Monday, October 16, 2006

Bob Herbert on Misogyny



Finally the M-word has been pronounced in the mainstread media. Finally. Here is Bob Herbert on the school massacres and their real nature:

In the widespread coverage that followed these crimes, very little was made of the fact that only girls were targeted. Imagine if a gunman had gone into a school, separated the kids up on the basis of race or religion, and then shot only the black kids. Or only the white kids. Or only the Jews.

There would have been thunderous outrage. The country would have first recoiled in horror, and then mobilized in an effort to eradicate that kind of murderous bigotry. There would have been calls for action and reflection. And the attack would have been seen for what it really was: a hate crime.

None of that occurred because these were just girls, and we have become so accustomed to living in a society saturated with misogyny that violence against females is more or less to be expected. Stories about the rape, murder and mutilation of women and girls are staples of the news, as familiar to us as weather forecasts. The startling aspect of the Pennsylvania attack was that this terrible thing happened at a school in Amish country, not that it happened to girls.

The disrespectful, degrading, contemptuous treatment of women is so pervasive and so mainstream that it has just about lost its ability to shock.

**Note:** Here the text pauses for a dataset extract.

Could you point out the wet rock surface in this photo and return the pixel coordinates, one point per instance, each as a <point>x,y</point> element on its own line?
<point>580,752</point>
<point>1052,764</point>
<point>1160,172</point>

Guys at sporting events and other public venues have shown no qualms about raising an insistent chant to nearby women to show their breasts. An ad for a major long-distance telephone carrier shows three apparently naked women holding a billing statement from a competitor. The text asks, "When was the last time you got screwed?"

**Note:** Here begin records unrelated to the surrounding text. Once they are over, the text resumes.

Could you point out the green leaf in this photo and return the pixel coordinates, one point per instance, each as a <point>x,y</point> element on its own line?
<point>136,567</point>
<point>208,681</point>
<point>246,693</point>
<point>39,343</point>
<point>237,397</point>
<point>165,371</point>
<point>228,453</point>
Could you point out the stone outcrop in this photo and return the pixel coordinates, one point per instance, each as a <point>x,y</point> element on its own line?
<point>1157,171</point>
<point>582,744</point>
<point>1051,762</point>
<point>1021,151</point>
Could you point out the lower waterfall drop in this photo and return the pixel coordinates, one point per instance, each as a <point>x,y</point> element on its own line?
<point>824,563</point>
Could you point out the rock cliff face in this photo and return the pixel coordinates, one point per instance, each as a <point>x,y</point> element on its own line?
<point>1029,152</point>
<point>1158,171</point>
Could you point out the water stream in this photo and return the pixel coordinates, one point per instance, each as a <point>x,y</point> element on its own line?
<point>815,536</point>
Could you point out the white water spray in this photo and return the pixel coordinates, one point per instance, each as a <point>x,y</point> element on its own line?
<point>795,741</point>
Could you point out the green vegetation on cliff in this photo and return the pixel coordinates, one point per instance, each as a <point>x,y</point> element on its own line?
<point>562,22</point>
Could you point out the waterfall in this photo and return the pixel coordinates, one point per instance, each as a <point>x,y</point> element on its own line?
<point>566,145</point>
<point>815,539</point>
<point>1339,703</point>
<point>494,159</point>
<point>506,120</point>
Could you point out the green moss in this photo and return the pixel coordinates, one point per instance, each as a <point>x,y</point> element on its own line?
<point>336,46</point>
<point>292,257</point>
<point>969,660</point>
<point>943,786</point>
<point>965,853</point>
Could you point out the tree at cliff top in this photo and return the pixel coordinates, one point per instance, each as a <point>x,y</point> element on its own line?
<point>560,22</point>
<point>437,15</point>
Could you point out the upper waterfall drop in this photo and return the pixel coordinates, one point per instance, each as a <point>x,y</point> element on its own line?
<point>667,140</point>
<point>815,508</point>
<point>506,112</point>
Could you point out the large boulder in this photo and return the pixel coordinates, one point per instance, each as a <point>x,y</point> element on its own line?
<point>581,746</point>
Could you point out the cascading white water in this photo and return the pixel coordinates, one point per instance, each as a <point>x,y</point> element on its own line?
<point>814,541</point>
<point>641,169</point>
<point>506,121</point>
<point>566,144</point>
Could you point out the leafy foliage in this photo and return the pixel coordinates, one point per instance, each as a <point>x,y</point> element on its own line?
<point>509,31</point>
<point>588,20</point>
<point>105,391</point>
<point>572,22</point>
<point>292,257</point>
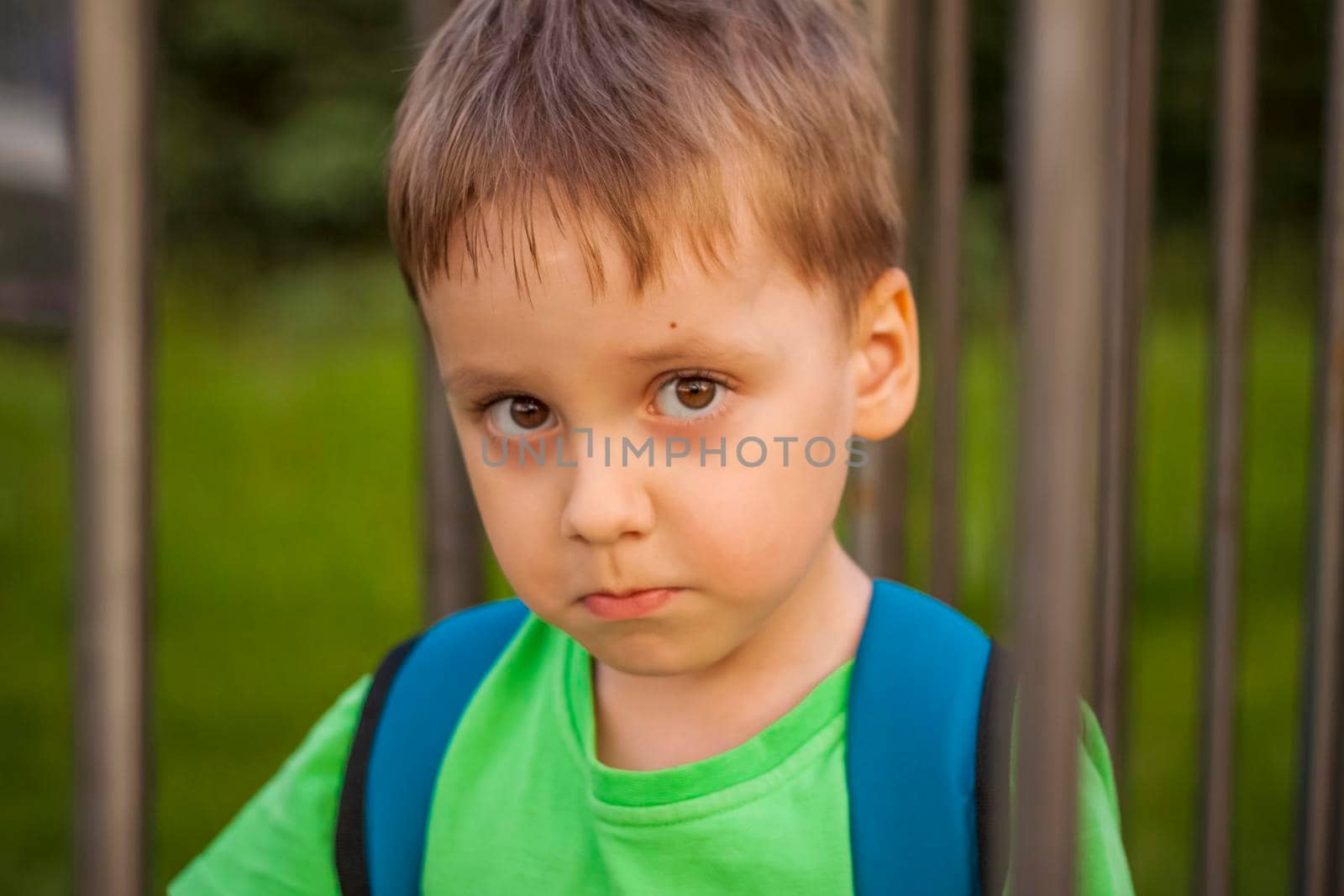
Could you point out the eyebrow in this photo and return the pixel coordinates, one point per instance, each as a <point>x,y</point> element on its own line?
<point>694,348</point>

An ad for Clinique moisturizing lotion shows a woman's face with the lotion spattered across it to simulate the climactic shot of a porn video.

Yes. Now sit back and watch people not discussing this at all or veering off the topic into something else: school safety, guns, better mental health care. The topic is like a soap bubble; you see it, reach for it and pop! it's gone. What was it we were talking about again? Or it's like something you see from the corner of your eye and can't quite make out.

I've been told that the news reporting about the school massacres in other countries did focus on the fact that the victims were selected on the basis of their sex. This suggests that we could talk about it, too. If we really made an effort. Thanks are due to Bob Herbert for trying.